When everything is working perfectly in a SolrCloud install, the feature
in Solr called "replication" is *never* used.  SolrCloud does require
the replication feature, though ... which is what makes this whole thing
very confusing.

Replication is used to replicate an entire Lucene index (consisting of a
bunch of files on the disk) from a core on a master server to a core on
a slave server.  This is how replication was done before SolrCloud was
created.

The way that SolrCloud keeps replicas in sync is *entirely* different. 
SolrCloud has no masters and no slaves.  When you index or delete a
document in a SolrCloud collection, the request is forwarded to the
leader of the correct shard for that document.  The leader then sends a
copy of that request to all the other replicas, and each replica
(including the leader) independently handles the updates that are in the
request.  Since all replicas index the same content, they stay in sync.

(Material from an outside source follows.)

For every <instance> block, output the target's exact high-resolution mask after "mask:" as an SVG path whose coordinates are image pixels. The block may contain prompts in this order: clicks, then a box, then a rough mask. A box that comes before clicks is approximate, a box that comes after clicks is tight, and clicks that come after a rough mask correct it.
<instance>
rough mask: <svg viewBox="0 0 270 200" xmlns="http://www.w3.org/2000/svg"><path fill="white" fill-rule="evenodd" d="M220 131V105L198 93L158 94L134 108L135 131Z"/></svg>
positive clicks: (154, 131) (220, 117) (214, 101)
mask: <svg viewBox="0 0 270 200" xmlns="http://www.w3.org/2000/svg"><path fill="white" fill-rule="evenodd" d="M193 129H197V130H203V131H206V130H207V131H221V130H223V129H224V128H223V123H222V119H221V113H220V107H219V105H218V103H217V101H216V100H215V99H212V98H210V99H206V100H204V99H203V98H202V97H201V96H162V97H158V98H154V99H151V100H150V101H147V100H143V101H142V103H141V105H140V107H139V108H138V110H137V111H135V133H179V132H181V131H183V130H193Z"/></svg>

What SolrCloud does with the replication feature is index recovery.  In
some situations recovery can be done from the leader's transaction log,
but when a replica has gotten so far out of sync that the only option
available is to completely replace the index on the bad replica,
SolrCloud will fire up the replication feature and create an exact copy
of the index from the replica that is currently elected as leader. 
SolrCloud temporarily designates the leader core as master and the bad
replica as slave, then initiates a one-time replication.  This is all
completely automated and requires no configuration or input from the
administrator.

The configuration elements you have asked about are for the old
master-slave replication setup and do not apply to SolrCloud at all.

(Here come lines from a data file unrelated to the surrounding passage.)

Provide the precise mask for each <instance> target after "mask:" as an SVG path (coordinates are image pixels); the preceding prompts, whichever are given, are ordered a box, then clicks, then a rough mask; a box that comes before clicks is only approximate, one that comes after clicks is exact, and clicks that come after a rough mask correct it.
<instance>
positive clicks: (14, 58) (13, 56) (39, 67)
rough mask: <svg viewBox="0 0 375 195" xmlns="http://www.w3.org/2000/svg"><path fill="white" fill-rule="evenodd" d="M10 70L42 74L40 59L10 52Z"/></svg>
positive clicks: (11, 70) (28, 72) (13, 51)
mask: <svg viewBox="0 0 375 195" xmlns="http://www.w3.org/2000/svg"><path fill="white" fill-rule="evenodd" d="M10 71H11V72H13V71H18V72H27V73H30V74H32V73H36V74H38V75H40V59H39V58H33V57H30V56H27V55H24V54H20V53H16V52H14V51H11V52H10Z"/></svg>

What I would recommend that you do to solve your immediate issue:  Shut
down the Solr instance that is having the problem, rename the "data"
directory in the core that isn't working right to something else, and
start Solr back up.  As long as you still have at least one good replica
in the cloud, SolrCloud will see that the index data is gone and copy
the index from the leader.  You could delete the data directory instead
of renaming it, but that would leave you with no "undo" option.